Missing from the current Nutch documentation (Tutorial, FAQ) is a list of features. This wiki page could help, if someone who knows the answers can edit it.
(Please reformat this text and divide into feature lists, questions and questions & answers).
Features
Questions and Answers
What kind of searches does Nutch support? (quoted, nested, truncation, wildcarding [and where], Boolean),
"...." (phrase search?), + (what is this for?), - (negation) and fieldname:term. No "AND" or "OR". The and-logic is implied.
Is stemming an option?
According to the
Lucene in Action book: "Nutch does not use stemming or term aliasing of any kind. Search engines have not historically done much stemming, but it is a question that comes up regularly." -- page 329
What kind of stemming does Nutch use? (and can you add exceptions/changes?)
See previous answer
Does Nutch support Boolean operators? (can you use Google-like plus or minus or are you stuck with 1990s terms?)
No
How does the search engine handle punctuation and special characters? (and what's configurable?)
They are treated like a space.
Which document formats are supported?
Guessing from the names of the available parser plugins, this is probably it. However, only the plain text and HTML are enabled by default. Edit conf/nutch-site.xml and change the value of plugin.includes property to include the plugins for the document types that you want Nutch to handle:
Plain Text (plugin: parse-text)
HTML (parse-html)
JavaScript (for extracting links only?) (parse-js)
Microsoft Power Point, the .ppt file (parse-mspowerpoint)

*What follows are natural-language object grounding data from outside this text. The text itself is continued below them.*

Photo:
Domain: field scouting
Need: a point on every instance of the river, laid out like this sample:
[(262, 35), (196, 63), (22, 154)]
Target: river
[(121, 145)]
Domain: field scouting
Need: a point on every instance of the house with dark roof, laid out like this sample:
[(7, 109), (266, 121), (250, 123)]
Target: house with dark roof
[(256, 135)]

Microsoft Word, the .doc file (parse-msword)
Adobe PDF (parse-pdf)
RSS (parse-rss)
RTF (parse-rtf)
MP3 (?) Is there any text in MP3? (parse-mp3) (JR: Sure, the mp3 itself contains the ID3v1 or ID3v2 tags which contain song information like
title, artist, album, comments, etc. The useful information needed to search mp3s)

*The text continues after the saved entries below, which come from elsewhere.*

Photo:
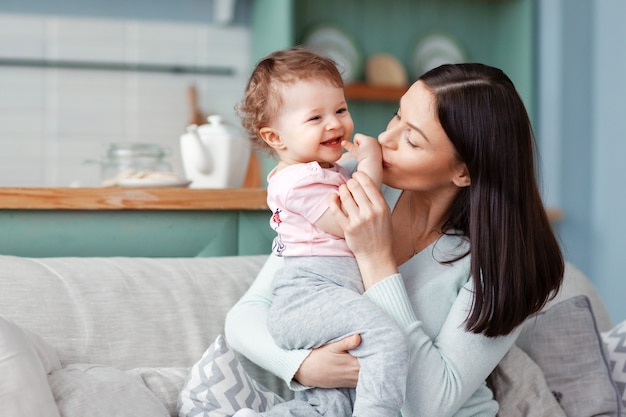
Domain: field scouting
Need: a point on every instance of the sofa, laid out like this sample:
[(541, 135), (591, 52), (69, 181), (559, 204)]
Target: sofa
[(117, 337)]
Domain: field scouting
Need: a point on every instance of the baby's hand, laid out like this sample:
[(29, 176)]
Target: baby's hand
[(363, 147), (366, 150)]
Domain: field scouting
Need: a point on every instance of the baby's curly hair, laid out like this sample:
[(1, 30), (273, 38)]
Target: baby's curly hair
[(262, 99)]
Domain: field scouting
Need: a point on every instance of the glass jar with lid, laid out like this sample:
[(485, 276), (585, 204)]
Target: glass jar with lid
[(124, 160)]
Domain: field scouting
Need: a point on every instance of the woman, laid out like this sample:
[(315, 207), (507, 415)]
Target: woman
[(463, 253)]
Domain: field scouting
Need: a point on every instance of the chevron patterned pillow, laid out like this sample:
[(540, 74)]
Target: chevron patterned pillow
[(615, 341), (218, 386)]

ZIP (?) This seems to expand the zip of plain text files and return the concatenated text. (parse-zip)
Questions without Answers
Does Nutch support weighted field searching, synonym support?

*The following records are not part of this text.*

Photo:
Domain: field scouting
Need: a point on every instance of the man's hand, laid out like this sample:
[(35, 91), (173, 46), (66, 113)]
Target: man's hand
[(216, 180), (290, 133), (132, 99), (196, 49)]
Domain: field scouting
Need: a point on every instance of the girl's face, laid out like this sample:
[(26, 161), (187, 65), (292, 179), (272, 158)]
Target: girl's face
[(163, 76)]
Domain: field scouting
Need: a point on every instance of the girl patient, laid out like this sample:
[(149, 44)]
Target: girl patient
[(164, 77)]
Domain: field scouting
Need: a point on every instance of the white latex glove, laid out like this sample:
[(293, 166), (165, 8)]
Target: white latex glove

What kinds of indexes does Nutch build? (multi-format indexing, incremental indexing, spell-check support, thesauri support, fielded searching, rank-by-reputation?)
What post-coordination options are available? (hey Karen, what does this mean?)
How easy is Nutch to configure?
How transparent is its configuration to a working organization: does it require geeky command line stuff, or can a knowledgable manager enter a web or software interface to view or modify settings?
How are results sorted?
Does Nutch support deduping?
Can one tinker with relevance algoritms?
Are there ranking overrides?